I hate when you've made an ugly girl's day by having sex with her, and then she gets greedy and wants to cuddle after you cum.
He freaked out when I started to orgasm. He said he never knew girls could orgasm too.
Our dealer is pledging my frat. When he come to sell me weed I make him take out the garbage.
Took an impromptu nap on the floor of a starbucks bathroom using my backpack as a pillow. Please tell me you have been this hungover
Dude she looks like a female richard gere plus 400 pounds.
When you passed out on the kitchen counter she brushed and flossed your teeth, then carried/dragged you to bed. Why aren't you married?
What's the address?
Too drunk. Just google it.
IT'S YOUR HOUSE
Am I really that girl who walks around half naked wearing a cowboy hat begging for liquor at some random guys house
yo knit me an eyepatch. but also make it usable as a thong
Directions to your booty call: go down the part of Route 66 that has all the car dealerships, motels and bad decisions, go past the Christian college and turn left at the Children's Center.

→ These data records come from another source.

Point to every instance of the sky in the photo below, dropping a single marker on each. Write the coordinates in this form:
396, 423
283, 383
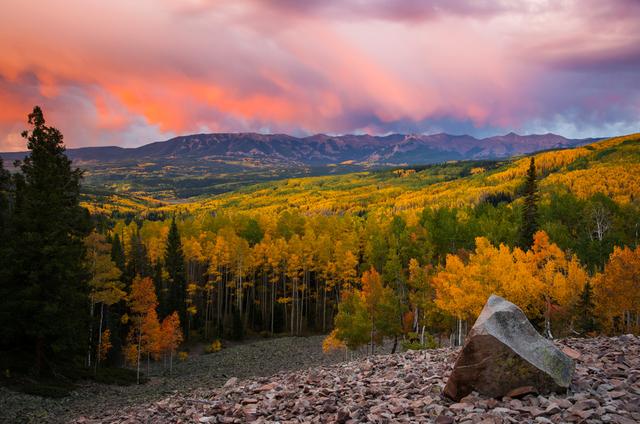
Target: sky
132, 72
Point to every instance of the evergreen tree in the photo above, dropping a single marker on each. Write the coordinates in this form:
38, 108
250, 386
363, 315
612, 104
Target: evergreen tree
5, 179
44, 298
530, 208
586, 311
175, 265
117, 253
138, 264
158, 282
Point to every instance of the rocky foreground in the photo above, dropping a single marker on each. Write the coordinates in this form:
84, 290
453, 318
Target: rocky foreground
407, 388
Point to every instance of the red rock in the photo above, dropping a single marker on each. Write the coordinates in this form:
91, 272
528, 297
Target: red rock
571, 353
521, 391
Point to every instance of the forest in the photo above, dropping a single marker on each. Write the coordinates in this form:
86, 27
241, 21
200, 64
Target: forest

If thou doesn't answer thou phone thou shall receive a barrage of Dick pics. It's the eleventh commandment.
First poop in my apartment for the summer, officially settled in. :)
Now you can NEVER tell anyone that on thanksgiving I took a selfie of my pussy to prove they don't get worse with babies.
What the fuck happened last night.... I woke up with a bowl half full of ravioli next to my head, reversed on my bed still fully clothed.....
Just got a handjob in my psych lecture. You were right, going to class is paying off.